We halen om te besluiten nog aan dat het door de auteurs van het verslag van het interuniversitair onderzoek « BeVoting » verkozen nieuwe systeem, dat een deel van onze politieke verantwoordelijken overal ter vervanging van de op dit ogenblik in voege zijnde systemen wil opleggen, van het zelfde type is als het systeem dat de regering van Nederland in mei 2008 van de hand wees omdat ze van oordeel was dat het niet toelaat het stemgeheim te waarborgen, en dat de hoge kosten van zijn ontwikkeling rekening houdend met de geringe voordelen ervan niet te rechtvaardigen zijn.


[4Belgische senaat, Plenaire vergadering van 5 juni 2003 - Notullen, p. 7.

[5Beglische Senaat, Plenaire zitting van 5 juni 2003 - Notullen, pp. 7-8 en Belgische kamer van volksvertegenwoordigers, Beknopt verslag.

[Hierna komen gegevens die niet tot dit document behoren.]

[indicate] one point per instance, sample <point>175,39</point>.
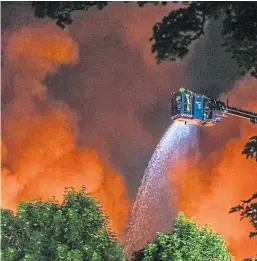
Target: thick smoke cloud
<point>115,99</point>
<point>39,136</point>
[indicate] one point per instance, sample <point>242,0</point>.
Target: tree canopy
<point>187,241</point>
<point>74,230</point>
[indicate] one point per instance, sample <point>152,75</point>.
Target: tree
<point>250,149</point>
<point>173,36</point>
<point>74,230</point>
<point>248,208</point>
<point>187,241</point>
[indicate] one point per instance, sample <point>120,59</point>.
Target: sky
<point>106,84</point>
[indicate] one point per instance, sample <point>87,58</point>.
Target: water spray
<point>153,211</point>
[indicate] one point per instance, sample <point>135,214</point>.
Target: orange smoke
<point>208,193</point>
<point>39,152</point>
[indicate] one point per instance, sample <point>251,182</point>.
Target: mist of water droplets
<point>153,211</point>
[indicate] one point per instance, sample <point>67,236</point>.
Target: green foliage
<point>187,242</point>
<point>250,149</point>
<point>248,209</point>
<point>180,28</point>
<point>75,230</point>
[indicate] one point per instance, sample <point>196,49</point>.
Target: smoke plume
<point>222,179</point>
<point>40,155</point>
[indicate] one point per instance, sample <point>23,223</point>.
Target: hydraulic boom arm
<point>242,114</point>
<point>192,108</point>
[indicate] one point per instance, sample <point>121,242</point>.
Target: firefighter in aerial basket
<point>187,95</point>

Plenaire zitting van 5 juni 2003, p. 19.

[12College van deskundigen belast met de controle van de geautomatiseerde stemmingen en stemopneming, Verslag betreffende de verkiezingen van 13 juni 2010.

[13In een nota d.d. 11 juli 2002 bracht de Minister van Binnenlandse Zaken de Minister van Begroting ervan op de hoogte dat de invoering van het systeem van de « ticketing » in twee kieskantons bijkomende kosten ten bedrage van 450.725 € met zich mee zouden brengen.

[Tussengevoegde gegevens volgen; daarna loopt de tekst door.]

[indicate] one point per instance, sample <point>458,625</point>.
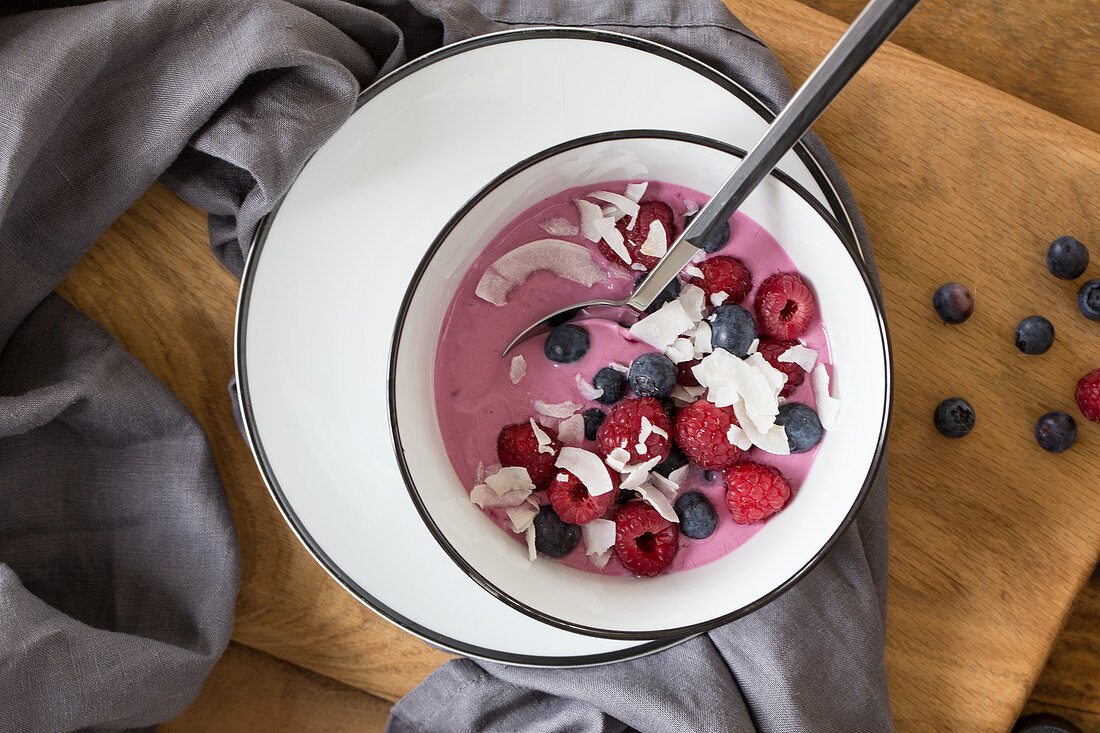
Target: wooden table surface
<point>991,538</point>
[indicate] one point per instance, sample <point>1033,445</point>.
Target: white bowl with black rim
<point>790,543</point>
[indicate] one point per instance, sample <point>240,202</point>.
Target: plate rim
<point>244,401</point>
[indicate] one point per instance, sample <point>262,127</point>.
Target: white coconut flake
<point>518,369</point>
<point>663,327</point>
<point>828,407</point>
<point>657,240</point>
<point>586,467</point>
<point>587,390</point>
<point>560,409</point>
<point>510,478</point>
<point>691,298</point>
<point>801,356</point>
<point>658,501</point>
<point>571,430</point>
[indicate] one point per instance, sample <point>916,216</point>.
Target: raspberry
<point>645,540</point>
<point>784,306</point>
<point>724,274</point>
<point>701,433</point>
<point>1088,395</point>
<point>755,492</point>
<point>517,446</point>
<point>623,429</point>
<point>648,212</point>
<point>770,350</point>
<point>573,503</point>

[15In het geval van Schaarbeek, dat wij als voorbeeld aanhaalden, is de fout opgemerkt doordat op de verkiezingsavond van 18 mei 2003 bleek dat een kandidaat meer voorkeurstemmen had behaald dan het totaal aantal stemmen dat voor de lijst van de partij waartoe hij behoorde was uitgebracht.
(Vgl. Verslag van het college van deskundigen belast met de controle op de geautomatiseerde stemmingen en stemopneming, Verkiezingen van 18 mei 2003, pp. 18-19). Ander voorbeeld : waar de eindresultaten van de verkiezingen van oktober 2006 voor het kiesarrondissement Luik slechts zeer laattijdig bekendraakten, was dat omdat moest worden herbegonnen met de optelling waarvan het oorspronkelijke resultaat eveneens wiskundig onmogelijke cijfers had opgeleverd.

[17Artikel 14, 2° van de wet van 18 december 1998.